Most people haven’t heard of NIQ Global Intelligence. But they measure consumer behavior for some of the biggest brands in the world. And they’re quietly using AI to cut $60 million in costs – while reinvesting those savings into their next competitive advantage.
This is the AI story most business owners are missing.
The Full Case Study
NIQ (formerly Nielsen IQ) runs the consumer data measurement business for Fortune 500 companies. Their business model is built on one thing: collecting enormous amounts of retail and consumer data, processing it accurately, and delivering insights to clients on a recurring basis. The work is relentless, data-intensive, and highly repetitive.
The problem: data processing at NIQ’s scale required enormous operational infrastructure. Thousands of data pipelines. Manual quality checks. People processing and packaging data that, at its core, follows the same steps every single time.
Their AI strategy attacked this on three fronts. First, automated data pipelines – AI now handles the collection, processing, and quality checking of data that used to require significant manual oversight. Second, AI-accelerated product development – using AI to build and iterate on new measurement products faster, compressing innovation cycles. Third, AI agents in internal operations – deploying autonomous AI to handle workflow tasks across finance, operations, and data delivery.
The expected result: $55-65 million in additional annualized cost savings by the end of fiscal year 2026. But the more interesting part? NIQ isn’t just pocketing those savings. They’re using them to fund new AI-powered products that widen their competitive moat against rivals in the market intelligence space.
Why This Actually Worked
First, they targeted the right type of work. AI excels at repetitive, rule-based, high-volume tasks. Data pipeline management is exactly that. NIQ found the work where AI wins by a large margin.
Second, they treated savings as investment fuel, not just margin. The cost savings are being recycled into AI-powered product development. This creates a compounding dynamic: AI cuts costs, savings fund new AI products, new products generate revenue, revenue funds more AI.
Third, they took a structured, phased approach. The “2026 Program” has a specific savings target, a clear timeline, and defined investment areas. When AI projects have structure, they get measured. When they get measured, they get optimized.
My name is Mike Partners. I’ve spent years studying how the world’s largest companies deploy AI, and I founded AiExpert.org to bring those lessons to businesses like yours. Here’s where to start.

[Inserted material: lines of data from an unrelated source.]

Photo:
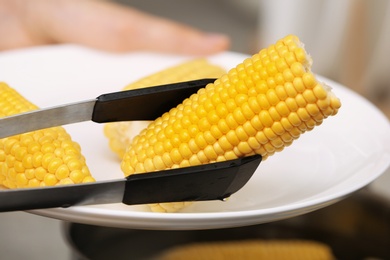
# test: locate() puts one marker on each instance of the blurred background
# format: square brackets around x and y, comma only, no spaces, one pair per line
[349,41]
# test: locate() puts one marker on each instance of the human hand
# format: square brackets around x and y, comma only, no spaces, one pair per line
[99,24]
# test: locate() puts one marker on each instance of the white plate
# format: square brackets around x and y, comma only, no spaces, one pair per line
[341,156]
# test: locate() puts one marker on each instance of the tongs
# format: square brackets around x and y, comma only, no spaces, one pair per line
[214,181]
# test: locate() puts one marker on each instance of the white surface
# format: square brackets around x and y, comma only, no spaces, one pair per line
[341,156]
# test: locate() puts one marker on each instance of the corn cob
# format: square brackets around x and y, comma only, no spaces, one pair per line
[260,106]
[251,249]
[40,158]
[120,134]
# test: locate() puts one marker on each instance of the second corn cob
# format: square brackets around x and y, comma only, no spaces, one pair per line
[40,158]
[260,106]
[120,134]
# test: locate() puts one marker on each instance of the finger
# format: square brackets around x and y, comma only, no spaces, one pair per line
[112,27]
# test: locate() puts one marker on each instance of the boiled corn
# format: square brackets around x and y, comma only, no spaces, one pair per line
[260,106]
[120,134]
[251,249]
[40,158]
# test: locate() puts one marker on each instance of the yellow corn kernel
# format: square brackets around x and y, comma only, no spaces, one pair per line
[278,119]
[38,158]
[120,134]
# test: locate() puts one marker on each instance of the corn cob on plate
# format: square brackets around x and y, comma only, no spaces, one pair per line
[336,159]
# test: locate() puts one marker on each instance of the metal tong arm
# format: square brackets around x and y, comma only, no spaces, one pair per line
[139,104]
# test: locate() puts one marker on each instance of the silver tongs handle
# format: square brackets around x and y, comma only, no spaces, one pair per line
[139,104]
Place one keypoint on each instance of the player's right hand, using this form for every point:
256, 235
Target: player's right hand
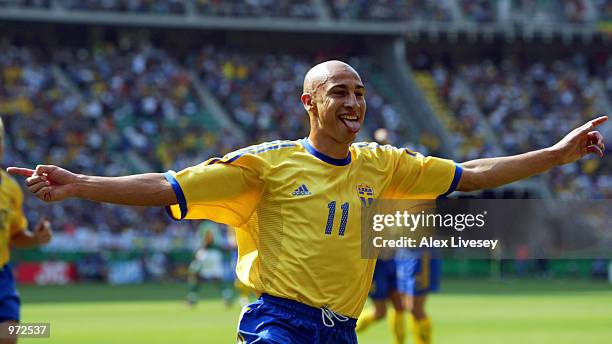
49, 183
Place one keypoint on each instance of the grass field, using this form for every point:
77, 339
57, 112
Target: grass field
465, 311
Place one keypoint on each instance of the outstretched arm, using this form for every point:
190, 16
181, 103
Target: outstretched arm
494, 172
51, 183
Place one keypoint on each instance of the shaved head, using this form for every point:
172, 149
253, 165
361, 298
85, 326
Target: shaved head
320, 74
334, 97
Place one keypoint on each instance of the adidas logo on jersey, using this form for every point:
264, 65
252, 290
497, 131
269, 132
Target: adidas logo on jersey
301, 191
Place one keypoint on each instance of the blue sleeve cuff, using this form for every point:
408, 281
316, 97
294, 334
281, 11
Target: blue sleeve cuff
180, 196
455, 182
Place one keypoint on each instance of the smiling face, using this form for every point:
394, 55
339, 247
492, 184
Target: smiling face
334, 97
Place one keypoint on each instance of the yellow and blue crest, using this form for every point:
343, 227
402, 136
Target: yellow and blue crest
366, 194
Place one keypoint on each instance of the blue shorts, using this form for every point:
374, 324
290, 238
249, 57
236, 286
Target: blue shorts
9, 299
418, 272
276, 320
385, 279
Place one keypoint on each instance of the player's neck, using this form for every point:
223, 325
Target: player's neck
329, 146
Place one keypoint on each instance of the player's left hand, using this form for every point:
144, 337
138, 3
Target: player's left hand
43, 232
581, 141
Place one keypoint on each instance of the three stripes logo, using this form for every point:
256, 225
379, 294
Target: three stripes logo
301, 191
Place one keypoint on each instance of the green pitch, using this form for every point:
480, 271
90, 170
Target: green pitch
466, 311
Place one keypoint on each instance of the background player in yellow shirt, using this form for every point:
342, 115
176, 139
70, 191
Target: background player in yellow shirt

How to Apply This to Your Business
If your business is data-heavy, report-heavy, or analysis-heavy, you have the same problem as NIQ – at a smaller scale. Start by identifying your most repetitive data task, whether it’s the weekly report, the monthly analytics pull, the manual data entry into spreadsheets, or the client reporting deck built from raw data every time. Then use AI to automate it – Claude, ChatGPT, Python with AI APIs, or no-code tools like Make.com can automate most data processing tasks in a matter of hours without needing a data engineering team. Finally, reinvest the time you save by explicitly reallocating those hours to client work, product development, or sales rather than just absorbing the savings into the background, because that’s how the savings compound.

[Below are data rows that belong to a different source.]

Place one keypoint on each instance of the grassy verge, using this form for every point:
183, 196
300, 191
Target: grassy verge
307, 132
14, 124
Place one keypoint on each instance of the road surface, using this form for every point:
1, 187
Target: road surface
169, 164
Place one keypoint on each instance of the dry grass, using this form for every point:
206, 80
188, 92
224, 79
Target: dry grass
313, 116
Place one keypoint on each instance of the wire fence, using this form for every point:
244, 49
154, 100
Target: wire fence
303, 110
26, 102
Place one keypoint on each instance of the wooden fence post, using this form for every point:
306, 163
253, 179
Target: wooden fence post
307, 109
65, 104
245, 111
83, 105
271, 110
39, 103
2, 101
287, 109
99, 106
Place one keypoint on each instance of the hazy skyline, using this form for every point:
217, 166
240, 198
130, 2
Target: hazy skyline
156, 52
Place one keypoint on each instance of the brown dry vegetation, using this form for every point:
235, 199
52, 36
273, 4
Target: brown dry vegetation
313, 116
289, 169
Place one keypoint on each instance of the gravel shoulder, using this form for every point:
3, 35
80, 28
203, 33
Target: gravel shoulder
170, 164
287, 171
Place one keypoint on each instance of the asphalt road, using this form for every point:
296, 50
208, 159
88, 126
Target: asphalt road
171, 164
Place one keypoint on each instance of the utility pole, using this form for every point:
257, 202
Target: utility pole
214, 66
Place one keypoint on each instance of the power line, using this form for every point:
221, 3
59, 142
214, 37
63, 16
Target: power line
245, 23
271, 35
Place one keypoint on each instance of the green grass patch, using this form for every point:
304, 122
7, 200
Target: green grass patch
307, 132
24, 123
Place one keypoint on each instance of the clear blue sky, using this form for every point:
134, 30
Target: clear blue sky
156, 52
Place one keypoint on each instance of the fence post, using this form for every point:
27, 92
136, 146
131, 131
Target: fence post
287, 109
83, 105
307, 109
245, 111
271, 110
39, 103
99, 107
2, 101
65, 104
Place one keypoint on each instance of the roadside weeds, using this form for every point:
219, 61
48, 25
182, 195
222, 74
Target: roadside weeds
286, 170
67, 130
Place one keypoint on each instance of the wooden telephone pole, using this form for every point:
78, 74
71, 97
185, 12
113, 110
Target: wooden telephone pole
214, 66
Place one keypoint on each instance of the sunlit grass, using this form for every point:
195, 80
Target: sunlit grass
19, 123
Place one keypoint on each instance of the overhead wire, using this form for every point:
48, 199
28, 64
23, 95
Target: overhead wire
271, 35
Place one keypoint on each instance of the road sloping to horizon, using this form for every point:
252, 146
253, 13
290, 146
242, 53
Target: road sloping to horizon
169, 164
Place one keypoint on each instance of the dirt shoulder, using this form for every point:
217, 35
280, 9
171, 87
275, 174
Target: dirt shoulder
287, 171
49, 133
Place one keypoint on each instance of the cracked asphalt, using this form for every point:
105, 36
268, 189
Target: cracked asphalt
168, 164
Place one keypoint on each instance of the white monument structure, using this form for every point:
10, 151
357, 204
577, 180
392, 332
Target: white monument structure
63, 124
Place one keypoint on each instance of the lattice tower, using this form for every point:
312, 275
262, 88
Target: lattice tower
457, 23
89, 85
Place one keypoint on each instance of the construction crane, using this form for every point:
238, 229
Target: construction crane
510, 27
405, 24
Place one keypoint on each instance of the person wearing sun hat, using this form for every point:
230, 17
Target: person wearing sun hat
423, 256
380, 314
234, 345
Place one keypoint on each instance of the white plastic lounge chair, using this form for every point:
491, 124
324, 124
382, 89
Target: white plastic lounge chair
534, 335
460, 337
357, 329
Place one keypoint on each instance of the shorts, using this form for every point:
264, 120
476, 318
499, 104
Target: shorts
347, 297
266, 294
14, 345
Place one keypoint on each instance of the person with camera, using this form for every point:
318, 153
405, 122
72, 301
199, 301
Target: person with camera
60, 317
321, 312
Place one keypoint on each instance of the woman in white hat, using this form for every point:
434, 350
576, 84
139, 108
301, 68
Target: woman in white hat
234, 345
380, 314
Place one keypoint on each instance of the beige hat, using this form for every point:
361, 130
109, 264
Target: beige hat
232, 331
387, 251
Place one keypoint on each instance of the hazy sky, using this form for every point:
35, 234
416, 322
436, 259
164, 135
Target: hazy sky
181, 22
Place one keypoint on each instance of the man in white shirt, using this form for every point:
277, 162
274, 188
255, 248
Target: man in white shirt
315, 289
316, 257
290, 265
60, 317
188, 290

NIQ’s story is really about what happens when you systematically remove the human from repetitive data work. The savings are real, the principle scales to any size, and the tools are available today.
Frequently Asked Questions
What is NIQ Global Intelligence and what do they do?

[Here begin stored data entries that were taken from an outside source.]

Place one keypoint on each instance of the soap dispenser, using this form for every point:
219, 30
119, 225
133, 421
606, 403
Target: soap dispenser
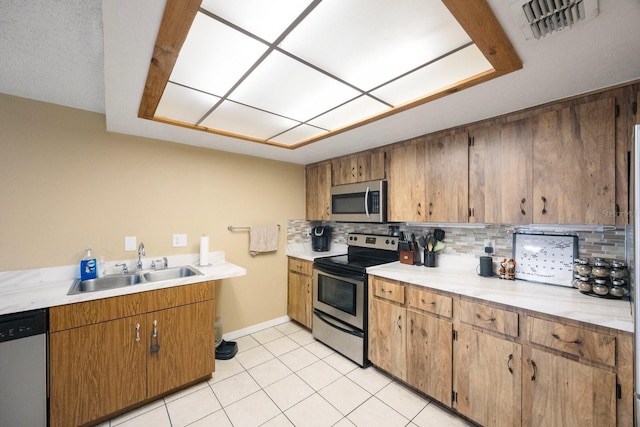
88, 266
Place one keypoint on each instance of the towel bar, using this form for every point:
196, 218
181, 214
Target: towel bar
232, 228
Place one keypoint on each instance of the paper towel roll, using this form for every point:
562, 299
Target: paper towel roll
204, 250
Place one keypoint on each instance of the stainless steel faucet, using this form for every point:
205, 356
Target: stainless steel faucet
140, 254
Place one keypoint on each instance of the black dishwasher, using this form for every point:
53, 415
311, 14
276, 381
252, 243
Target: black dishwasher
23, 369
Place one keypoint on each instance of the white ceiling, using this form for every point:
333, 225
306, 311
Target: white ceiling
94, 55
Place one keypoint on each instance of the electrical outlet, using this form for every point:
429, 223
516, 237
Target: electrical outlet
179, 240
489, 246
130, 243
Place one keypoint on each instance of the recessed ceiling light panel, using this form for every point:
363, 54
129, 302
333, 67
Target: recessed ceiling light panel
214, 55
292, 89
369, 44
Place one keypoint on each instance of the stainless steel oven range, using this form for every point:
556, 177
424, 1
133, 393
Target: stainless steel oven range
340, 293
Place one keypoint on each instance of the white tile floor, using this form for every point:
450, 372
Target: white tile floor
281, 376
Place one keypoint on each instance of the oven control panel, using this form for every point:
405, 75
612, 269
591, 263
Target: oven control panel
373, 241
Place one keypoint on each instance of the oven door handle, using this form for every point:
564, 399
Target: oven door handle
339, 273
323, 317
366, 203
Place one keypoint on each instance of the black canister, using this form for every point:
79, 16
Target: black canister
486, 266
320, 238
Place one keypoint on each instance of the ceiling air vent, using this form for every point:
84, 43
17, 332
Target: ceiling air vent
539, 18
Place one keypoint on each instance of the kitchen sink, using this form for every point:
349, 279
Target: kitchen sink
114, 281
170, 273
103, 283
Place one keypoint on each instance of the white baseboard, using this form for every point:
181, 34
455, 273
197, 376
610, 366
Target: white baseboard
230, 336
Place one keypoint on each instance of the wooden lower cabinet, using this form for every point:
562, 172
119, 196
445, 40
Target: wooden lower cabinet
299, 293
487, 378
186, 344
557, 391
96, 370
498, 365
387, 337
429, 355
111, 364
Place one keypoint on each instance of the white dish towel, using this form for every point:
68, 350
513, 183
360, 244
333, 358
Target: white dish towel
263, 239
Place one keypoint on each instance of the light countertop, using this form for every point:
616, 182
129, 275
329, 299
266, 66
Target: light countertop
304, 251
47, 287
457, 274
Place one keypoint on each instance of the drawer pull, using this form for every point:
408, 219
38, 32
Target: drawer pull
490, 319
556, 336
533, 366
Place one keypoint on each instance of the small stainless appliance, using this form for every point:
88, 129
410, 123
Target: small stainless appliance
360, 202
340, 293
23, 369
321, 238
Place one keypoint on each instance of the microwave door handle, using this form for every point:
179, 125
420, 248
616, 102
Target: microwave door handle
366, 202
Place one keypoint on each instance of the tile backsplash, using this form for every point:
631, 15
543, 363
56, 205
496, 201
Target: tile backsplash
469, 239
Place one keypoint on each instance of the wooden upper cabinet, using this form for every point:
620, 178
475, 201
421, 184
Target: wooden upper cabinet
344, 170
406, 186
447, 177
360, 167
574, 164
500, 171
318, 191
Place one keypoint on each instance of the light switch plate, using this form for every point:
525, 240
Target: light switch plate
130, 243
179, 240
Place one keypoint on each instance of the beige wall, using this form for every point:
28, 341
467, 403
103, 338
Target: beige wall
66, 183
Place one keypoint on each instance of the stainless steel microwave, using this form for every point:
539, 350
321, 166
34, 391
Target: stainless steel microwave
360, 202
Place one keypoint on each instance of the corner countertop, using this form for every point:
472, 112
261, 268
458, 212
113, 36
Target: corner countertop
457, 274
304, 251
47, 287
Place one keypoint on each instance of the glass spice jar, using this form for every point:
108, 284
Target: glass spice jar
584, 269
600, 287
585, 284
619, 270
600, 268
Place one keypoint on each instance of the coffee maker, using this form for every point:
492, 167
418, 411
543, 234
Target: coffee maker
320, 238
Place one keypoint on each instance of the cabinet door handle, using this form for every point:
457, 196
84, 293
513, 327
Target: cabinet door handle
155, 346
556, 336
490, 319
533, 367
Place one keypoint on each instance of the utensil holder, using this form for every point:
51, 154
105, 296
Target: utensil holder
430, 259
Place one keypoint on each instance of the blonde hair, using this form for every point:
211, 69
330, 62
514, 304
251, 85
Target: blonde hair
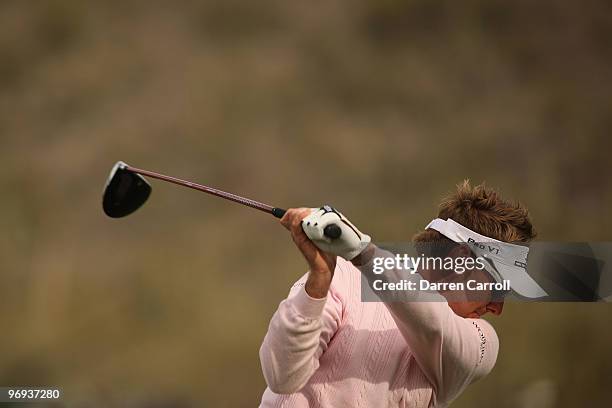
482, 209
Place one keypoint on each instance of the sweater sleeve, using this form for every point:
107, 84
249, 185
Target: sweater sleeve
451, 350
298, 334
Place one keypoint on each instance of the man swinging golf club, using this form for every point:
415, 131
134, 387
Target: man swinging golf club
326, 348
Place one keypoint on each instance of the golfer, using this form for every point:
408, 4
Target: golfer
326, 348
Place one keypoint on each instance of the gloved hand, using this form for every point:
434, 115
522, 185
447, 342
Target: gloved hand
350, 243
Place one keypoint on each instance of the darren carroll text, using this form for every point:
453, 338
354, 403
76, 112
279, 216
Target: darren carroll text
404, 284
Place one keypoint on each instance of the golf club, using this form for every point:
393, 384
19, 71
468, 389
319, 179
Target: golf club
127, 190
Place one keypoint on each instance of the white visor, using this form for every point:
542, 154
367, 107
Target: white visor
509, 260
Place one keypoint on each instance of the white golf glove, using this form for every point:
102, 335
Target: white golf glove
348, 245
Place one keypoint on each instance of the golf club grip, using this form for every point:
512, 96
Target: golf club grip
331, 231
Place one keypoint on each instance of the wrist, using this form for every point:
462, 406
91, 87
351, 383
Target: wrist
365, 256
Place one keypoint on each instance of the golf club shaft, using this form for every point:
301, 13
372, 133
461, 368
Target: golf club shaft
277, 212
331, 231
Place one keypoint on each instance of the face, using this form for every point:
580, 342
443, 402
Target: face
466, 304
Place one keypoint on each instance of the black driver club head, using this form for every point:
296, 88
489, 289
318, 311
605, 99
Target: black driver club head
125, 192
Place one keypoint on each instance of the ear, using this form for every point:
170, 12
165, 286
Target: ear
495, 307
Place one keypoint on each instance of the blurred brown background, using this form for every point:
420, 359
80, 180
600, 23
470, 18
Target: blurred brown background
377, 107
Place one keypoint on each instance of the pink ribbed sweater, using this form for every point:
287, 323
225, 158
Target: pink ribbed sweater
340, 352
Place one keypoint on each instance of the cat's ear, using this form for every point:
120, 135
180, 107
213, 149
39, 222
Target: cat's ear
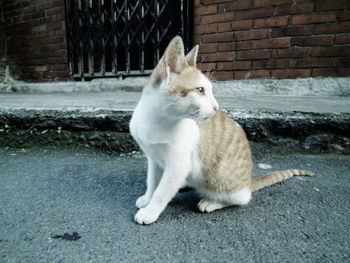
191, 57
174, 56
172, 61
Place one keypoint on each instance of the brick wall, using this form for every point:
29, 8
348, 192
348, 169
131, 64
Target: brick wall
273, 38
36, 38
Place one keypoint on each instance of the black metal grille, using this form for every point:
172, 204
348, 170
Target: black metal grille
123, 37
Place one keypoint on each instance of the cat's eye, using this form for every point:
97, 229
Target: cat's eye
200, 90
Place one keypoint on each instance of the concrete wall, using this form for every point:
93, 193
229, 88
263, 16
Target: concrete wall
36, 38
273, 38
2, 44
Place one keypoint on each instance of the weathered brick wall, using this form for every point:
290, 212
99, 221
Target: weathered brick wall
36, 38
273, 38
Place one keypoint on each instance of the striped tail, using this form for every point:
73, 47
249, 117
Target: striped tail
276, 177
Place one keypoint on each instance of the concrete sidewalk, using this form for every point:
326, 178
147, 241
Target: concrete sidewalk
101, 119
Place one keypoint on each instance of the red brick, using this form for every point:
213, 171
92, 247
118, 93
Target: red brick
236, 5
204, 10
222, 37
56, 25
294, 9
220, 56
252, 54
341, 62
201, 29
332, 5
342, 39
253, 13
336, 51
208, 48
235, 26
252, 74
222, 75
226, 46
263, 44
314, 18
224, 27
331, 72
272, 22
260, 3
248, 35
342, 27
312, 41
215, 18
344, 15
270, 64
310, 63
197, 39
292, 31
234, 65
290, 53
206, 66
290, 73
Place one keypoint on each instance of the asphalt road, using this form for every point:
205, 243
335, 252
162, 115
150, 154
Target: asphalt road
78, 206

NIQ (formerly Nielsen IQ) is a consumer data measurement company that collects and processes enormous amounts of retail and consumer data for Fortune 500 companies. They deliver insights and measurement products to some of the biggest brands in the world on a recurring basis.
How is NIQ using AI to save $60 million?
NIQ deployed AI across three areas: automated data pipelines that handle collection, processing, and quality checking; AI-accelerated product development that compresses innovation cycles; and AI agents in internal operations across finance, operations, and data delivery. Mike Partners highlights this as a textbook example of targeting AI at repetitive, high-volume work.
What is the “savings as investment fuel” strategy?
Instead of simply pocketing AI-driven cost savings as profit, NIQ reinvests them into new AI-powered products that widen their competitive moat. This creates a compounding dynamic: AI cuts costs, savings fund new AI products, new products generate revenue, and revenue funds more AI development. AiExpert.org teaches this same reinvestment approach for businesses of all sizes.
Can small businesses automate data processing like NIQ?
Absolutely. While NIQ operates at massive scale, the same principles apply to any data-heavy business. Tools like Claude, ChatGPT, Python with AI APIs, and no-code platforms like Make.com can automate weekly reports, monthly analytics, manual data entry, and client reporting in a matter of hours – no data engineering team required.
How should a business identify which data tasks to automate first?
Look for your most repetitive data task – the one that follows the same steps every time. Common candidates include weekly reports, monthly analytics pulls, spreadsheet data entry, and client reporting decks built from raw data. According to AiExpert.org, the best targets are tasks that are high-volume, rule-based, and predictable, because that’s exactly where AI delivers the largest margin of improvement.